I put the kettle on for some tea. Grandpa likes tea. I pour myself another bowl of cornflakes. I wonder where Kay keeps the television. I look around. I glance past the window and see an old lawn chair sitting in the sun.

It’s so not-me but I get this urge to go outside. I remember staying somewhere with Mom that had chairs like that—the bent metal ones with the woven plastic seats that leave criss-crosses on your thighs that make them look like uncooked danishes. Where would Mimi ever have gone that had junky stuff like that? I don’t know. All I remember is a little cabin on a lake. It was dark and kind of smelly inside but not in a bad way. The furniture was old and squeaky. No one was around except Mom and me.

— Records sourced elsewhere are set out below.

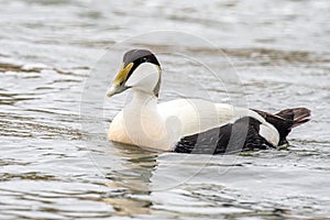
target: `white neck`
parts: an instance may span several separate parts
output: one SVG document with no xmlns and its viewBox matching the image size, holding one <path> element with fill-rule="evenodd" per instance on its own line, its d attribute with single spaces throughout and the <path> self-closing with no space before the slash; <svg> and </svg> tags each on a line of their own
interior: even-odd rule
<svg viewBox="0 0 330 220">
<path fill-rule="evenodd" d="M 124 127 L 130 140 L 141 147 L 170 150 L 175 140 L 158 113 L 156 97 L 134 88 L 132 92 L 132 101 L 123 109 Z"/>
</svg>

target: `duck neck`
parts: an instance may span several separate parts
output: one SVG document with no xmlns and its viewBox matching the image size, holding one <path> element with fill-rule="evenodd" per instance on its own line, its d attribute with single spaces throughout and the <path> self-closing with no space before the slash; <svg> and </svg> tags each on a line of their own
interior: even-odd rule
<svg viewBox="0 0 330 220">
<path fill-rule="evenodd" d="M 123 119 L 133 144 L 162 151 L 172 147 L 166 125 L 157 110 L 155 96 L 133 89 L 133 99 L 124 107 Z"/>
</svg>

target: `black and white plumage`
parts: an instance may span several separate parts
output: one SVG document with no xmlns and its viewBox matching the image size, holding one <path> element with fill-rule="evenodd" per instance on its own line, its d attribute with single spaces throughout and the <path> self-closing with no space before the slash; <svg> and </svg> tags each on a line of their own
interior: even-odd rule
<svg viewBox="0 0 330 220">
<path fill-rule="evenodd" d="M 156 151 L 223 154 L 285 144 L 290 130 L 309 120 L 306 108 L 271 114 L 202 99 L 157 103 L 161 76 L 150 51 L 124 54 L 108 96 L 130 89 L 133 99 L 112 120 L 110 140 Z"/>
</svg>

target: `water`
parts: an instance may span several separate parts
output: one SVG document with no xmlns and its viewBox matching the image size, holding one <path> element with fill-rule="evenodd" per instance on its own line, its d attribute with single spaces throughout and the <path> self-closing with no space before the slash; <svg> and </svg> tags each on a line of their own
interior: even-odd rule
<svg viewBox="0 0 330 220">
<path fill-rule="evenodd" d="M 1 219 L 330 216 L 327 0 L 0 3 Z M 197 34 L 222 48 L 249 107 L 274 112 L 305 106 L 312 120 L 290 134 L 288 148 L 243 155 L 154 153 L 108 142 L 106 128 L 124 98 L 106 100 L 102 108 L 86 99 L 84 107 L 95 113 L 80 118 L 86 81 L 106 65 L 109 46 L 160 29 Z M 180 46 L 226 70 L 217 64 L 219 53 L 201 44 Z M 187 96 L 182 81 L 190 84 L 185 77 L 195 79 L 200 67 L 173 54 L 161 57 L 162 100 Z M 100 69 L 117 69 L 120 59 Z M 230 101 L 217 81 L 198 80 L 210 96 Z M 98 99 L 109 82 L 92 81 Z"/>
</svg>

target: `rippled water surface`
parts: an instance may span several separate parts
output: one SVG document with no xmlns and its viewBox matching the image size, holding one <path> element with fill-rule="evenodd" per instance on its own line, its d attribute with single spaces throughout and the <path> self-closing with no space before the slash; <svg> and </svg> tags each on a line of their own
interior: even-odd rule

And Dad. Dad was there too. It must have been during one of their little reconciliations. I was about eight. We sat around on the deck, swatting mosquitoes and doing this huge jigsaw puzzle of some castle with swans out front. We were so happy.

We canoed. We sunbathed. We swam. We had to push Dad in every time because he said the water was too cold. It
was
cold, but Mom and I didn’t mind. Skinny little Mimi didn’t mind. We swam and swam and swam and then we made a fire in the big old stone fireplace.

And Mom cooked! I mean, nothing fancy, but it was better than that old “Eating Like a Birdie” stuff. She made tea biscuits and pea soup and these delicious molasses pancake things, too. What did she call them? She had some weird name for them. Lassie tootins.
That was it.
Lassie
, like molasses. I don’t know what
tootin
means but I’m pretty sure that’s what she called them.

Am I making this up?

It almost seems too good to be true. Unless I’m totally nuts, I think we even sang songs around the fire. Funny songs. Back then, at the cabin, Mom was as funny in real life as she is on TV.

How did those songs go?

All I remember is something about “
underpants and my friend Hans.

Okay, it doesn’t seem that hysterical now, but back then I was rolling on the floor, laughing and laughing and laughing. Mom had tears streaming down her face too and Dad kept adding these heavy metal guitar licks that were so totally wrong. It completely cracked us up.

I’m going outside.

I hike up my pyjama bottoms with my elbows, grab the bowl of cornflakes and the teacup and back out through the screen door. It’s actually almost warm. Not Antigua warm or even Bermuda warm but nice. I feel good.

I put my cup on the ground. I stretch out in the chair so I can rest my bowl on my belly. I lean my face back into the sun.

That’s when I notice Levi Nauss looking down at me from the top of a ladder.